A pesar de la melancolía del tango o la nostalgia de alguna zamba en los argentinos persevera la pasión por vivir. Contra todo. Contra gobiernos infames de cualquier tipo (derecha, izquierda, centro, dictaduras), contra una economía siempre rota, contra infinidad de vallas en la carrera existencial. No somos todos iguales (ninguna comunidad humana lo es), somos hijos de muchas sangres, y al final del día aprendimos a mezclarlas. Por supuesto, al no ser iguales hay argentinos xenófobos, racistas, intolerantes, corruptos, violentos. Pero no va por ahí el ADN de nuestra identidad. En el balance general somos empecinados cultores de las pasiones alegres.
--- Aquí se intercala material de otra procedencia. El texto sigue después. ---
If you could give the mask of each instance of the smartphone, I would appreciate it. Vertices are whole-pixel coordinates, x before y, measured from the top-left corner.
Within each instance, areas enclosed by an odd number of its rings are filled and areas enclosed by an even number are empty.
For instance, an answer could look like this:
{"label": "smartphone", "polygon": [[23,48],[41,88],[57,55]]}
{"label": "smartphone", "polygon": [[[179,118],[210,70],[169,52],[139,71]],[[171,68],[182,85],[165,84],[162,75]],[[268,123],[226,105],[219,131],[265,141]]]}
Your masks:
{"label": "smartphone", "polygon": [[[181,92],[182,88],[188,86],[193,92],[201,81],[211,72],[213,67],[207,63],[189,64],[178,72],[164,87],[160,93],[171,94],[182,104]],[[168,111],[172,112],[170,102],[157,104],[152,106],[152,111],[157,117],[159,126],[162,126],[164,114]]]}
Y eso molesta en un tiempo sin pasiones o de pasiones tristes. De pasiones desapasionadas. En una Europa que es sólo historia sin porvenir, o en países de nuestro continente que todavía no se rebelaron con pasiones alegres contra las cadenas de su propio pasado. Ver desde esas perspectivas la pasión argentina (en el triunfo y en la derrota) molesta, duele, incomoda, enfurece. Para los eunucos emocionales es intolerable. Y se unen en el odio y en la peor de las ignorancias, que es odiar lo que no se conoce ni se entiende en lugar de comprenderlo y aceptarlo. No siempre es fácil ser argentino ni convivir entre nosotros, pero paga. Peor es morir en vida, congelados por las pasiones tristes.